Of course, there aren’t many people who can afford to put down $100 million for a fine piece of art. But soon, you won’t have to be a billionaire to be able to afford a stab at claiming your share of profits from rising prices on art and other rarities.
Investing in High-Priced Toys
Wall Street has been catering to rich investors with money to burn and a desire to diversify their portfolios. As an article in the New York Post recently reported, a variety of specialty hedge funds have come out in recent years, allowing rich investors to try to earn profits in everything from works of art to wine to vintage automobiles.
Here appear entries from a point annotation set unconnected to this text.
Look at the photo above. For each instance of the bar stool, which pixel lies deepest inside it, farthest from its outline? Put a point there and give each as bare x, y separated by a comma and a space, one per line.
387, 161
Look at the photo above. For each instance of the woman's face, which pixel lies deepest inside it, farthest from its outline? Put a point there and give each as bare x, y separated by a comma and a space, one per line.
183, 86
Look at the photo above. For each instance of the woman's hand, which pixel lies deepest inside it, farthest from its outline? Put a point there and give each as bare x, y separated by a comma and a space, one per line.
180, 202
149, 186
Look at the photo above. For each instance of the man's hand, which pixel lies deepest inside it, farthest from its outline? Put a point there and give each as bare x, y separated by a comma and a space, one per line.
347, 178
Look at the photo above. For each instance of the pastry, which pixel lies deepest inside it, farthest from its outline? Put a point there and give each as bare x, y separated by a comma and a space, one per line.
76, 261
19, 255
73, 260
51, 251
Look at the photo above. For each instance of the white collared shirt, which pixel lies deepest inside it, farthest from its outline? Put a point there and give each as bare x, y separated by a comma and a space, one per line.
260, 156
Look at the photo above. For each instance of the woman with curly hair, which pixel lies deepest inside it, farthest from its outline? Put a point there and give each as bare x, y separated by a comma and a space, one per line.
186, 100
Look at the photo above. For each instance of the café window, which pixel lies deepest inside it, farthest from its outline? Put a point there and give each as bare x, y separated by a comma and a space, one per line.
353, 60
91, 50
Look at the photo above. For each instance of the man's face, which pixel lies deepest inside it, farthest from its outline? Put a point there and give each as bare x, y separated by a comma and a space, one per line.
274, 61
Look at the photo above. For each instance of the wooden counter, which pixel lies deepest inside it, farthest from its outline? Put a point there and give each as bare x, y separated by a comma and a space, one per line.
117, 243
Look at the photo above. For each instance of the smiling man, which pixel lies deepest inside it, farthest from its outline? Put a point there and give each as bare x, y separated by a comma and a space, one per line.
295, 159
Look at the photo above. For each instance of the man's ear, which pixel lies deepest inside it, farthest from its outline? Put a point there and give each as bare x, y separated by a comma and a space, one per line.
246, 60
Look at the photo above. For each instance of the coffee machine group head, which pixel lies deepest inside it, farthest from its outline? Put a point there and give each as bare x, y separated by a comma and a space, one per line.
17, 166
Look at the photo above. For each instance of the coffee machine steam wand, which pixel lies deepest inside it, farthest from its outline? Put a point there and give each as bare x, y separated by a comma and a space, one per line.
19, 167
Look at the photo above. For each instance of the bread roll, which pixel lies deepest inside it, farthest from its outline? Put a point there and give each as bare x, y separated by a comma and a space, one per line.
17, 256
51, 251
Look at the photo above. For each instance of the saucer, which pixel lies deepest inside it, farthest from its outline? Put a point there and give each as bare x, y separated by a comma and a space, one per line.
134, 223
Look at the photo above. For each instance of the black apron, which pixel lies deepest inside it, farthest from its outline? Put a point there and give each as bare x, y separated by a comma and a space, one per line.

And with wine funds in particular seeing returns of 30% and up, demand to get in on the action has never been hotter.
But hedge funds require high net worth and huge initial investments. That’s enough to lock out most would-be investors.
Your Gateway to Riches?
One company wants to change that, however. Within the next year to 18 months, the Liquid Rarity Exchange plans to offer what it’s calling Liquid Rarity Funds, which will focus on rare collectibles that have good track records of offering high and sustainable returns.
The list of assets that the company may eventually offer is quite extensive, going beyond art and wine. You’ll be able to invest in autographs, rare books, and even intellectual property rights to films, photographs, and music.
Liquid Rarity Exchange still needs to deal with some challenges. Public funds registered with the SEC will need to be able to value their assets on a regular basis. Yet establishing ongoing valuations for illiquid collectibles (like works of art) to the SEC’s satisfaction may prove difficult.
The benefit to investors, though, will be that SEC oversight will give them valuable information about how the funds operate and what they hold. The resulting transparency will take away some of the dangers that analysts have pointed out about hedge funds specializing in collectibles.
So if you’ve ever wanted to own a Picasso, you may soon have your chance. You won’t get to hang it in your living room, but if the art market holds up, your wallet could enjoy some of the benefits.